If you do not have the origionalsjust buy some of the paper stuff that goes under the underlay and cut patterns from this. If you go and talk to a friendly carpet shop and choose your carpet first you may well find they will give you an offcut of the paper stuff for free, they did for me.
The binding is, relatively, expensive but you can understand when you see how time consuming it is to do.
One tip I would add (from bad choice and experience) is get good Hessian backed carpet, do not use any with foam back, you will find it quickly disintegrates and leaves powder all over the place, especially if you remove and roll it up regularly as we do!!


----------



## MickRolling (Jun 13, 2010)

*Local carpet fitter*



dodger148 said:


> We had some offcuts from a new carpet fitted at home that we wanted cutting and binding as foot mats, we found a small local carpet fitter who obliged quite cheaply think it was about 80p/mtr for binding = we supplied carpet


Hi Dodger,
I'm looking to replace the carpet in my Swift Sundance. Can you please tell me who the carpet fitter was that carried out your binding work, as I live in Warrington myself.
Regards,
Mike.


----------



## stewartwebr (May 27, 2005)

Hello,

I would recommend Bespoke Rugs. I have used them twice and on both occassions delivered a first class service.

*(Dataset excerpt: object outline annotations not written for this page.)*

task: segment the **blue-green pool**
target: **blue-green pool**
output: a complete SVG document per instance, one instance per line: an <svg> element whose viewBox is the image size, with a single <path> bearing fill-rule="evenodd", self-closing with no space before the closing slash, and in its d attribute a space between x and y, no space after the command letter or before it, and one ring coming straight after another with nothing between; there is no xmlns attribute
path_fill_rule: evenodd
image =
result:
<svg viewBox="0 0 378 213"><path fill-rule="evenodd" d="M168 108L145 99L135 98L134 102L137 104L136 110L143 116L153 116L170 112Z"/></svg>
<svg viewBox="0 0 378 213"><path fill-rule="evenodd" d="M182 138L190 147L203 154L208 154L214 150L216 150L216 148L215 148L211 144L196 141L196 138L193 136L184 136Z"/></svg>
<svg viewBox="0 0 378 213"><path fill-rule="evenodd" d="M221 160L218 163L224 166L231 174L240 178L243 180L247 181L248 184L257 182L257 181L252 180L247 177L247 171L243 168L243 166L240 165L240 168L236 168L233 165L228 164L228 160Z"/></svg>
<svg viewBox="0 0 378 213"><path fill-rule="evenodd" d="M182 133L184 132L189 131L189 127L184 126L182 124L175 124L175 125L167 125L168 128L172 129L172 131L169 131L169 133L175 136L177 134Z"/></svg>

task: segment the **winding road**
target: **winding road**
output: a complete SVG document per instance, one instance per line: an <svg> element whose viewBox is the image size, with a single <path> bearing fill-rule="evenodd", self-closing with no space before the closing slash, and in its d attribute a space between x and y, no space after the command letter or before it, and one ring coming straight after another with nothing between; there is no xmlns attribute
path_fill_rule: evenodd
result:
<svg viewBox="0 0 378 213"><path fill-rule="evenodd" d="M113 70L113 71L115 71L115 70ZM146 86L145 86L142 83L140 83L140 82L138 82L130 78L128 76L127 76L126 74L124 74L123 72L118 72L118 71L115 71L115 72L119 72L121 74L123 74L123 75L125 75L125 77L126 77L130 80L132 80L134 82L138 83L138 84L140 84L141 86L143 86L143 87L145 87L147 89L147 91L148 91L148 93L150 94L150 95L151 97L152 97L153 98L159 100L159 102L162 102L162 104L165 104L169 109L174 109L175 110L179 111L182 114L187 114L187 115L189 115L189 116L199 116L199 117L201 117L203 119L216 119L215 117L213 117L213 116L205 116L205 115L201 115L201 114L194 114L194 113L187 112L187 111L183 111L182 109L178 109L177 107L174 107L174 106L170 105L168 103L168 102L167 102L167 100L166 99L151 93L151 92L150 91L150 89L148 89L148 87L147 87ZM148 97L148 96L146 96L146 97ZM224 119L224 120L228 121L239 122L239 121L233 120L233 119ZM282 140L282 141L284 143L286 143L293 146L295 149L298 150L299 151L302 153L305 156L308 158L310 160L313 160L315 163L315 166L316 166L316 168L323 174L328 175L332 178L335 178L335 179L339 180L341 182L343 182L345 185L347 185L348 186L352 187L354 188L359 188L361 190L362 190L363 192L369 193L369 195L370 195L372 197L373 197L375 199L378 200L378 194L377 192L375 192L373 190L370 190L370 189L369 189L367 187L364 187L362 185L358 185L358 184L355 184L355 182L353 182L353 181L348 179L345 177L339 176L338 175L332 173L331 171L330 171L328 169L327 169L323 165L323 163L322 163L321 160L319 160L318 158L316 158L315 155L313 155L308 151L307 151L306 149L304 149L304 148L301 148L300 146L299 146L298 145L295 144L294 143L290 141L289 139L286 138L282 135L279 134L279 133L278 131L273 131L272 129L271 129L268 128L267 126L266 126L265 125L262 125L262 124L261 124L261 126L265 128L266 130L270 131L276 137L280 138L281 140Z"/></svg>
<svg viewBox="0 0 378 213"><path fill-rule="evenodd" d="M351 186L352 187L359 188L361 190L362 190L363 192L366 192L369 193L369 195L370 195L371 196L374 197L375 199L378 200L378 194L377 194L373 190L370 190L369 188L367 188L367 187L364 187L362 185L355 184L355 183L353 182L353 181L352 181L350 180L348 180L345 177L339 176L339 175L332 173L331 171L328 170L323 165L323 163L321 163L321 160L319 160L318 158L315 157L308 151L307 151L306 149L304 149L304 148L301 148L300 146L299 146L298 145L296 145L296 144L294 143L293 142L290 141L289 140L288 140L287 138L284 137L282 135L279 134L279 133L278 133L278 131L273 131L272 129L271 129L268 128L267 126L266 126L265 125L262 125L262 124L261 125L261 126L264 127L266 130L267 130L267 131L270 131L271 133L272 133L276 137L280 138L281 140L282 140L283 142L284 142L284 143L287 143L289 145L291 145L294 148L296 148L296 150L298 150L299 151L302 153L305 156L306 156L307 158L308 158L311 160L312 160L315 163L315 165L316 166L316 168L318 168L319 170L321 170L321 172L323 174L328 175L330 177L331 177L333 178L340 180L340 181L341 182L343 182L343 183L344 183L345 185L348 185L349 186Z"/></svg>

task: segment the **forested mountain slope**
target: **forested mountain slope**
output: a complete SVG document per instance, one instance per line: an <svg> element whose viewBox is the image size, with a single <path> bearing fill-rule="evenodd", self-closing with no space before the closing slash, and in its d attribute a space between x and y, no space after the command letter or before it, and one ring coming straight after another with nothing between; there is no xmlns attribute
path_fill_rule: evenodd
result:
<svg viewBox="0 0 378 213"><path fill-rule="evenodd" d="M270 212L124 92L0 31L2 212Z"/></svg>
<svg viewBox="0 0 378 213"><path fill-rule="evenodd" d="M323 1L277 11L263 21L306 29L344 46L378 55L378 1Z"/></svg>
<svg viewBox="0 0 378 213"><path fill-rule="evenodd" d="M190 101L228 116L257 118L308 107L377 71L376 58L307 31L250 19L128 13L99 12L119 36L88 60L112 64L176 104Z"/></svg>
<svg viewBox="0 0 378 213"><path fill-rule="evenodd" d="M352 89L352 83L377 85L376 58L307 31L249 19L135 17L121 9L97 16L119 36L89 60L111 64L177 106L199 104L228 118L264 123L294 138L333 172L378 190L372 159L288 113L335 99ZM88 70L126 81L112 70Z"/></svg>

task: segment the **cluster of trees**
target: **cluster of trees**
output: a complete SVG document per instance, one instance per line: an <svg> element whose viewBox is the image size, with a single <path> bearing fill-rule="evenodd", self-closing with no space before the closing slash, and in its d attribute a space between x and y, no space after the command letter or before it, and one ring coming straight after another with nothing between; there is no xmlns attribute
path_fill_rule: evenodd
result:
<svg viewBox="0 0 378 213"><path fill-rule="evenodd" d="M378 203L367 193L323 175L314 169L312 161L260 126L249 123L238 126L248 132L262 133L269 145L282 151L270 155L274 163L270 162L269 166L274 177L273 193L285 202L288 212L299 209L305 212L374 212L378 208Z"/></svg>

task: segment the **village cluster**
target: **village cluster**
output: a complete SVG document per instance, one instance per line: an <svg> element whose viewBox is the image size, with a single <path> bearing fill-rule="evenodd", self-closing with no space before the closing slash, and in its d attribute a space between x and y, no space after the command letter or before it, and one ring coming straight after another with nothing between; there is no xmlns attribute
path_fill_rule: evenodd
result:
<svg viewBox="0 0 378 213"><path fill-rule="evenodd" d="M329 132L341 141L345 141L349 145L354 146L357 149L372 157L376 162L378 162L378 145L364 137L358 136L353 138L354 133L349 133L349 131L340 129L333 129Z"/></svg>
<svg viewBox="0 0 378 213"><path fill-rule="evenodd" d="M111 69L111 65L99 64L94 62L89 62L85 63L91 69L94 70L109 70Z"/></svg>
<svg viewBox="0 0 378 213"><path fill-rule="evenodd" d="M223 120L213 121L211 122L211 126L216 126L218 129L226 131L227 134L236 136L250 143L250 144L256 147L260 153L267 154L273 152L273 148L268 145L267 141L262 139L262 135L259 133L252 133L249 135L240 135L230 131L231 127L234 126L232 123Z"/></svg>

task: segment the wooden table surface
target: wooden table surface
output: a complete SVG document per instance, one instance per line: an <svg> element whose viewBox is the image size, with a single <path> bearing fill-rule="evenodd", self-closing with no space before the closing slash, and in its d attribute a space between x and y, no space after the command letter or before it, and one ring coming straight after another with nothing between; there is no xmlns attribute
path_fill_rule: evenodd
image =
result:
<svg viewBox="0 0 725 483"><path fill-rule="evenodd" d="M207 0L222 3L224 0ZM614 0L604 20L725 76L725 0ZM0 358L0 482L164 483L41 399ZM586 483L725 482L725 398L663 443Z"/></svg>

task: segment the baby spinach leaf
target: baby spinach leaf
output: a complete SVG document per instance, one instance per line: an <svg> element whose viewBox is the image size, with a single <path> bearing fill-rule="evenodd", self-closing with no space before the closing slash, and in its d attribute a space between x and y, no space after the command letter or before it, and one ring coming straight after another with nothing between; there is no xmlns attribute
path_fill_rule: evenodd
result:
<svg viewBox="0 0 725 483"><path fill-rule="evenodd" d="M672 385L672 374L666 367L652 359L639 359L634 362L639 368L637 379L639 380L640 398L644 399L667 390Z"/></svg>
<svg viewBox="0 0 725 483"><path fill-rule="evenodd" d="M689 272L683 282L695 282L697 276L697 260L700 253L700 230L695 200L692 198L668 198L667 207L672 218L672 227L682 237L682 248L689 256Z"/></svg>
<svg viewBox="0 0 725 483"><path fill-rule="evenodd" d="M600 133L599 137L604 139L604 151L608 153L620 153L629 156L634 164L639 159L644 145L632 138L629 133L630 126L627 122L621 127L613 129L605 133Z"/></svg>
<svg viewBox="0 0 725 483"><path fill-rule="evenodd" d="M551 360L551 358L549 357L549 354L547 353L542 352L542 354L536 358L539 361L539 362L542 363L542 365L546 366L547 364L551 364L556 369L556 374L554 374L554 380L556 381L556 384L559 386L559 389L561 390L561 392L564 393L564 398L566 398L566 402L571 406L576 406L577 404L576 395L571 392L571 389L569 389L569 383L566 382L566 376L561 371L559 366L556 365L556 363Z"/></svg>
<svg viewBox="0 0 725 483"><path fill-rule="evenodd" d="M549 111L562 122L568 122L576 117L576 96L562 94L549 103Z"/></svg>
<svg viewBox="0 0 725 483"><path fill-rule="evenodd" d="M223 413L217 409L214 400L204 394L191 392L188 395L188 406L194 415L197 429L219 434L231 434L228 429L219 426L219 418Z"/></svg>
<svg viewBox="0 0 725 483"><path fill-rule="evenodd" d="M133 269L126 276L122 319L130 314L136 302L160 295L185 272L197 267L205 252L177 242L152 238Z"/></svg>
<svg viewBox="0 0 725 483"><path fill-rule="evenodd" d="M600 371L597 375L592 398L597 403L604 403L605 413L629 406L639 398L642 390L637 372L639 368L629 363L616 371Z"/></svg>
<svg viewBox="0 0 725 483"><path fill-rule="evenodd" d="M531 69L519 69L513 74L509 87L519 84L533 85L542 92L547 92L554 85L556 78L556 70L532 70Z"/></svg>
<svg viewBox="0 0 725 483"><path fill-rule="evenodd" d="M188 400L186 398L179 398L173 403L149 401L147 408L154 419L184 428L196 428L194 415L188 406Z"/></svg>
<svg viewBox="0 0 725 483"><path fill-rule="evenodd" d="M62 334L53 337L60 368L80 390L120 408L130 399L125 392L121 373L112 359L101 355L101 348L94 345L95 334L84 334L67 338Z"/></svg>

They will make your carpets exactly as you want them and can recommend the best place to have the joints etc.

They also fit a lot better than the ones provided by the manufacturers as they are made bespoke to your van.

I have also found them to be very reasonably priced.

You can do a search to find a lot of other MHF members who are delighted with there service

www.bespokerugs.com

Stewart


----------



## dodger148 (May 9, 2005)

Mike
It was Ashton Carpets in A-I-M, top end of the main street turn right and its on your right.

But there is someone in Stockton Heath who will do it - If Steve (Elvis 1709) reads this thread I am sure he will tell you who it is as they have done a carpet for their van this year.


----------



## sooty10 (Feb 22, 2009)

Like Stewart I would also recomend bespokerugs. We have used them and we also have friends used them. We are all very pleased.

Sooty 10


----------